According to Three News tonight, Tame Iti has in fact been charged with desecrating the New Zealand flag.
Given what happened last time the Police laid such charges, I'd have expected them to be a lot more cautious about laying such charges. While the High Court didn't overturn the law (courts in New Zealand can't), it did "read it down" so as to be compatible with the affirmation of freedom of expression in the Bill of Rights Act; now instead of simply destroying the flag in public, it must be done with the intention to "vilify" it. Exactly what that means is as-yet undefined, but I suspect that if burning the flag is protected, then shooting one full of holes almost certainly is.

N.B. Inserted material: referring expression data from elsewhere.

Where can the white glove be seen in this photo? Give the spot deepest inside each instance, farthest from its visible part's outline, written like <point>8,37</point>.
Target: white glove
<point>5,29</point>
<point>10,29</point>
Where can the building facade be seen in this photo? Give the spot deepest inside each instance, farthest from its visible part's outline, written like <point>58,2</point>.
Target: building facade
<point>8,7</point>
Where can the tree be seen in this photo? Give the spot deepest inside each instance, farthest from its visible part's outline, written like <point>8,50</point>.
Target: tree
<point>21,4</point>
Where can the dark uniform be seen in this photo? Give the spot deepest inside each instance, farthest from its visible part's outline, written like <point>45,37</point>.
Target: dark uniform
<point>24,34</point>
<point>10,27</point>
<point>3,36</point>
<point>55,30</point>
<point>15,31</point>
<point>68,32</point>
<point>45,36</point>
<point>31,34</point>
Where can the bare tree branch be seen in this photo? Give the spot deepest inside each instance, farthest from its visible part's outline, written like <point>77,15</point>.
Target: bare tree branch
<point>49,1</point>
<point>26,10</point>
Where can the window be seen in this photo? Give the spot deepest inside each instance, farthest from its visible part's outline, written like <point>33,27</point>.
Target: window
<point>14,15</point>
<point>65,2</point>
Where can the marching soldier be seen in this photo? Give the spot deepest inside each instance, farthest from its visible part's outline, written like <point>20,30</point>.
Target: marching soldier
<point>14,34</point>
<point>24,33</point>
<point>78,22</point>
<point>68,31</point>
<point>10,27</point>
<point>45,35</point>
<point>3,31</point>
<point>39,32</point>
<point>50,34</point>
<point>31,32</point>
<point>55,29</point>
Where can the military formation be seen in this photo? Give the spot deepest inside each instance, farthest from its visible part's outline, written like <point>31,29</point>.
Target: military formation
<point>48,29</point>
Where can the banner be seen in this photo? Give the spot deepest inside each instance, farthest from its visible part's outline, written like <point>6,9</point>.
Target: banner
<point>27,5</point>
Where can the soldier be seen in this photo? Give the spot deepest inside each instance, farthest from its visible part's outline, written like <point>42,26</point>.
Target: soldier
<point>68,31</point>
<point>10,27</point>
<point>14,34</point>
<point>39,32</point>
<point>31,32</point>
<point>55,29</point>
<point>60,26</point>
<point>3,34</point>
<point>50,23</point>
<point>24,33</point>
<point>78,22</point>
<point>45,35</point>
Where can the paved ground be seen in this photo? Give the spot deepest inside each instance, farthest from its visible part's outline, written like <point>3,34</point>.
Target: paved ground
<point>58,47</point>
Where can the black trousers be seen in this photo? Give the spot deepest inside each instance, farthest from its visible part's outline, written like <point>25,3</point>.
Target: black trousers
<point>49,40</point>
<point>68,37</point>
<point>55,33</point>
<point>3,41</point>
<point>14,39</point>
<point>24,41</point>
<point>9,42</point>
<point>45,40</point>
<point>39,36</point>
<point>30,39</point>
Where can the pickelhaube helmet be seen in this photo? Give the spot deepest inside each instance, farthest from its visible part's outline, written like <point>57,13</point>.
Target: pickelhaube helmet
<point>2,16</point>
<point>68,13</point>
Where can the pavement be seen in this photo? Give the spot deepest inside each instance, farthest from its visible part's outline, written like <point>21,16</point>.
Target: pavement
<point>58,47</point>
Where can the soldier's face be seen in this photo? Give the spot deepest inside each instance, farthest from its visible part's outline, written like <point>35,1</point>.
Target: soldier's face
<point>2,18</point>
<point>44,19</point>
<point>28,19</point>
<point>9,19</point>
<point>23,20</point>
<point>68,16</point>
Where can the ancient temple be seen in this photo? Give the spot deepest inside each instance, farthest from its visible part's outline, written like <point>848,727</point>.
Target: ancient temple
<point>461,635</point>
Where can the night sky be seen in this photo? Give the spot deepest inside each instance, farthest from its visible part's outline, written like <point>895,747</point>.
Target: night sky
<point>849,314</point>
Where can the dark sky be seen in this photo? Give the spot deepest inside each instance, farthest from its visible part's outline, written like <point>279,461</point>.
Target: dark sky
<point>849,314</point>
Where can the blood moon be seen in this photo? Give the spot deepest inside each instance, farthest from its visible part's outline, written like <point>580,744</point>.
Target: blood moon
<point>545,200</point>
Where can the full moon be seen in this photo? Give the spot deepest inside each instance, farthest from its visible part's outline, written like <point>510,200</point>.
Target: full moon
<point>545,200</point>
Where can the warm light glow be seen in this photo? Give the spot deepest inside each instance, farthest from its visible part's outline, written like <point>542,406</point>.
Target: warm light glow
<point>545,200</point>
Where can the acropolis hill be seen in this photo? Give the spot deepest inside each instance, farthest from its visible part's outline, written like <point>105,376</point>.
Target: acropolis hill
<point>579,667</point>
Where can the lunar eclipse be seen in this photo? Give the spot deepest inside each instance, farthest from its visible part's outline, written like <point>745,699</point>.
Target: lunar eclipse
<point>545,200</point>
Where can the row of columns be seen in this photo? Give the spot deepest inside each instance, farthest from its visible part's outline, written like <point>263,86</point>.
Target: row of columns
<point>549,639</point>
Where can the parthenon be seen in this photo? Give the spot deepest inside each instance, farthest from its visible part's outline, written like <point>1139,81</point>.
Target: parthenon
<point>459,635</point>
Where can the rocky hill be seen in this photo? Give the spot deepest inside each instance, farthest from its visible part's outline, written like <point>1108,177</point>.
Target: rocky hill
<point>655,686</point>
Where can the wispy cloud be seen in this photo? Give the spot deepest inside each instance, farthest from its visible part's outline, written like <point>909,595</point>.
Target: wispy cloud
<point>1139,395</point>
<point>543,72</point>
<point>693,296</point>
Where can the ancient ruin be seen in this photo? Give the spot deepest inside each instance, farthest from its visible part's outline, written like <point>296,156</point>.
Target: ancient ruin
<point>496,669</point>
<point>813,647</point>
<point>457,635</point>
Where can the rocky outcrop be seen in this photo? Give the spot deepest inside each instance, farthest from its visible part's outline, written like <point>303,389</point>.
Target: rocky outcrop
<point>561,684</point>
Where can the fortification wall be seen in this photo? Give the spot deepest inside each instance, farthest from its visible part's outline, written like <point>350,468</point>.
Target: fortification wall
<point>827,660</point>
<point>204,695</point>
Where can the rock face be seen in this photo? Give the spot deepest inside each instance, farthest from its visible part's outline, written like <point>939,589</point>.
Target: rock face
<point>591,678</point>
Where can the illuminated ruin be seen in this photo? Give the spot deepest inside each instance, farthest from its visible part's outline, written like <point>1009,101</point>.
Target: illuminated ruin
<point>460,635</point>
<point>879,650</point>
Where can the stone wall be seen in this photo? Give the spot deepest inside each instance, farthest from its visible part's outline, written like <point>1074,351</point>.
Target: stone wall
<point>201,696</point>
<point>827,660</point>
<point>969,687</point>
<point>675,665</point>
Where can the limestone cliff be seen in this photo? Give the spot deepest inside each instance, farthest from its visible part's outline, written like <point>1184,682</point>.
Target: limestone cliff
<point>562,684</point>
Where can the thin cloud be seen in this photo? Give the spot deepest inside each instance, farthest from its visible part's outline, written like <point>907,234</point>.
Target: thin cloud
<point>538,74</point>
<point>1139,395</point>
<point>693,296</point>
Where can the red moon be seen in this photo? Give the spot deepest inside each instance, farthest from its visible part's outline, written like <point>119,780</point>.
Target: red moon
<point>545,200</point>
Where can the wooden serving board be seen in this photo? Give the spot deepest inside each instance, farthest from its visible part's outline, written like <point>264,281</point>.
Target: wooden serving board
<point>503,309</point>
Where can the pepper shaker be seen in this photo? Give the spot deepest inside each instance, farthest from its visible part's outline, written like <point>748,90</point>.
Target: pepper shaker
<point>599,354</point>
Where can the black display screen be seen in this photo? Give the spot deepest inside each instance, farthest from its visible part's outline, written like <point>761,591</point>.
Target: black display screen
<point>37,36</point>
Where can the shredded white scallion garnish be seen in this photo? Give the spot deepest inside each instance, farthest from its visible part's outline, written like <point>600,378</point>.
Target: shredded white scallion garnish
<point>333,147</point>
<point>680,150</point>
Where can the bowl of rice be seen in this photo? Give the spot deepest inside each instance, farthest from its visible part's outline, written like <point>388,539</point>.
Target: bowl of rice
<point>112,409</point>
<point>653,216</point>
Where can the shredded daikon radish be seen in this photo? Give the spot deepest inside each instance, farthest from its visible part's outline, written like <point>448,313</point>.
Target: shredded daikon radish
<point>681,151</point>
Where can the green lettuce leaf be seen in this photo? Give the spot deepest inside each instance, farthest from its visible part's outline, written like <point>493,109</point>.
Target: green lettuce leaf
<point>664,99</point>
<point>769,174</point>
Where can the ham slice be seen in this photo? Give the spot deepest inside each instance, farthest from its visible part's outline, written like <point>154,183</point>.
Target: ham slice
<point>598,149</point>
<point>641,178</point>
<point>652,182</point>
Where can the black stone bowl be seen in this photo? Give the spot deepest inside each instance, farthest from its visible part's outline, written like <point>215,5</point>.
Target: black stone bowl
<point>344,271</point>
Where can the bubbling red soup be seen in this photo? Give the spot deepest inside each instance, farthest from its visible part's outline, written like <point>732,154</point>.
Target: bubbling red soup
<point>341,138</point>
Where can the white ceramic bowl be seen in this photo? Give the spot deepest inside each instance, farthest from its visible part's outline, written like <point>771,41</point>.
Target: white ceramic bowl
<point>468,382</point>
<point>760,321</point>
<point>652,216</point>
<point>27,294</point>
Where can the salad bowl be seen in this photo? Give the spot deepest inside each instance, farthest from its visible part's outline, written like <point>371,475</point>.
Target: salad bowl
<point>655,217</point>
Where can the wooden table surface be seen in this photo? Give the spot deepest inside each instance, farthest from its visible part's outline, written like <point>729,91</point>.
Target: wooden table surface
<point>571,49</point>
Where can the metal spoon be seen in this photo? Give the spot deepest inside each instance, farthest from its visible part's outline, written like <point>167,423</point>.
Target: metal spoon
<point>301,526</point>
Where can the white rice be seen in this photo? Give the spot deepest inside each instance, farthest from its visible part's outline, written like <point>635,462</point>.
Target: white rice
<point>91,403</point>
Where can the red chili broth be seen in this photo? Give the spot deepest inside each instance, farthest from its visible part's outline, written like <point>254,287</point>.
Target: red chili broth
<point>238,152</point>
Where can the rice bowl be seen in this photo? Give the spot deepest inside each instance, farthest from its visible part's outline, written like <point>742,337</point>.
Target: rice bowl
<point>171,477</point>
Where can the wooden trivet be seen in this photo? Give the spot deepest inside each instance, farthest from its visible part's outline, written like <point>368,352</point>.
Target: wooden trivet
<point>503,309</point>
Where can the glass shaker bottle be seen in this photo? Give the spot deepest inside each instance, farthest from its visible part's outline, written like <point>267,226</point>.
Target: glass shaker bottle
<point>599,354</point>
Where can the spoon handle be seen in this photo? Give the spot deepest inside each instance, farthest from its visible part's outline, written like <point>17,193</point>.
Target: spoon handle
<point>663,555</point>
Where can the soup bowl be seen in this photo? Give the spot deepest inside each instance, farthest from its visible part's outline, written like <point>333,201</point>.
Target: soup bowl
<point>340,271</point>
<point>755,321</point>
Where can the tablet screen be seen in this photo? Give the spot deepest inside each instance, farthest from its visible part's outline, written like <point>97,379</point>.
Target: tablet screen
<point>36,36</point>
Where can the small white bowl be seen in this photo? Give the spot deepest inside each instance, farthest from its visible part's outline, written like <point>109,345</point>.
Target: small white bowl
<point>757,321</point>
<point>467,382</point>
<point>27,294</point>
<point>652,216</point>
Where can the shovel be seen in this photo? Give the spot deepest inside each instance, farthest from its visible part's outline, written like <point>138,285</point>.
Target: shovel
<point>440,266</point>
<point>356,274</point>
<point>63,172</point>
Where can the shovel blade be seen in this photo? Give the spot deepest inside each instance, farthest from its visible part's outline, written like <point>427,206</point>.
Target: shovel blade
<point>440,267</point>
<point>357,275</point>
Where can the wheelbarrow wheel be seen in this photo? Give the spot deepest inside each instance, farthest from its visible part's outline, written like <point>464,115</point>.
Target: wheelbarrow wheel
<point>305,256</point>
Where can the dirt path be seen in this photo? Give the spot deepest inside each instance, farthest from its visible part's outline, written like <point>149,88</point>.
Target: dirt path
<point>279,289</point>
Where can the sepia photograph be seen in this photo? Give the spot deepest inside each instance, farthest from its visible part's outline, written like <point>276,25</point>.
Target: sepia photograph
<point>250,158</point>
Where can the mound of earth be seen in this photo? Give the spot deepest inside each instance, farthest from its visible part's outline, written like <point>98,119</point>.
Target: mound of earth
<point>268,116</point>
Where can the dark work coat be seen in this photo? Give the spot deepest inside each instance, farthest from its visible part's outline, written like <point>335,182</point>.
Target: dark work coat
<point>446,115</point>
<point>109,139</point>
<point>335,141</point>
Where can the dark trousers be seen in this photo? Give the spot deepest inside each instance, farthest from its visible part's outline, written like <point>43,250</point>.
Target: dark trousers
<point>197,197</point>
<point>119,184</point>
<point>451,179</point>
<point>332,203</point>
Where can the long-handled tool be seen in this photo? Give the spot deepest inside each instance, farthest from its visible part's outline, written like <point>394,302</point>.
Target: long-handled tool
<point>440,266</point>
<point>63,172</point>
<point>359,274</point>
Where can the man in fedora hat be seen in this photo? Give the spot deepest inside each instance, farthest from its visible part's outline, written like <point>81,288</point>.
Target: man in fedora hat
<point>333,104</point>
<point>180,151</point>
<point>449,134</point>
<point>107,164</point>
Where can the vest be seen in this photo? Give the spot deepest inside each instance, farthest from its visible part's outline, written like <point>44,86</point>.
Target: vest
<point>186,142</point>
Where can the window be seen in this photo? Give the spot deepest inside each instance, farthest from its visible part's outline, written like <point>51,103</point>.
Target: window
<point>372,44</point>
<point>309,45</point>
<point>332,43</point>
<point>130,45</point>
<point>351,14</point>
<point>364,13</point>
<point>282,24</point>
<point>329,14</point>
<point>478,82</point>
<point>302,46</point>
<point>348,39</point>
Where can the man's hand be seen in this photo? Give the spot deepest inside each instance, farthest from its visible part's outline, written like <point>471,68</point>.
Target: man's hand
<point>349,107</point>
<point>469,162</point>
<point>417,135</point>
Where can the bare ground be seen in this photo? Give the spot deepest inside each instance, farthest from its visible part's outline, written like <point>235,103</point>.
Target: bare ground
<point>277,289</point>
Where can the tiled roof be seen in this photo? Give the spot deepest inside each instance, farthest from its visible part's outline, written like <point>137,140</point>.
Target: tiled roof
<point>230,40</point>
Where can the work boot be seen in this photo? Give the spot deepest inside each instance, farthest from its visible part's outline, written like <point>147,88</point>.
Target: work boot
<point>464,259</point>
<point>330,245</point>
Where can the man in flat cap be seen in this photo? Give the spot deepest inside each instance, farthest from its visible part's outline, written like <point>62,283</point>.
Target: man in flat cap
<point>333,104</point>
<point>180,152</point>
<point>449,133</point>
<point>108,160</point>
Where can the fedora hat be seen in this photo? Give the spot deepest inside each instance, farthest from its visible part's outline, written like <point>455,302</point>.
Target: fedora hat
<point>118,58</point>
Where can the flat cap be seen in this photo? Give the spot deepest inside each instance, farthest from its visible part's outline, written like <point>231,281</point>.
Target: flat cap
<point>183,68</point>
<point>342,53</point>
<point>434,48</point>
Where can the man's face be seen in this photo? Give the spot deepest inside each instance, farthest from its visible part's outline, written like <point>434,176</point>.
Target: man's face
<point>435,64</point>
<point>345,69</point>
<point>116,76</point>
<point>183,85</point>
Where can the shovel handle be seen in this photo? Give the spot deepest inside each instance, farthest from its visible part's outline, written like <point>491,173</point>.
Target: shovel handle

But while the police are almost certainly wasting public money bringing this charge, they are doing us one favour: reminding us that this outdated law still exists, and that our supposedly liberal Labour government has done nothing to change it. Like the law against sedition, the law against burning the flag is outdated, a throwback to eighteenth-century concepts of lese majeste. And as I've argued previously, such laws grossly violate the freedom of expression and have no place in a modern, liberal democracy like New Zealand.
"Nation-building" is a significant pillar of the current government - recognising (and thereby helping to define) who we are as modern kiwis. Recognising our longstanding commitment to freedom should be a part of this. Laws banning flag-burning, sedition, and blasphemous libel aren't really who we are as a nation. The government should acknowledge this, and repeal them.
I reckon Tame got off his charges cos he is a sovereign of New Zealand and doesnt live by the freaken governments freaken rules codes and regulations. anyone can get off any charge as long as he/she is a sovereign and lives under their real name and not their legal name.have a look under global sovereignty it applies to every single person that has a birth certificate.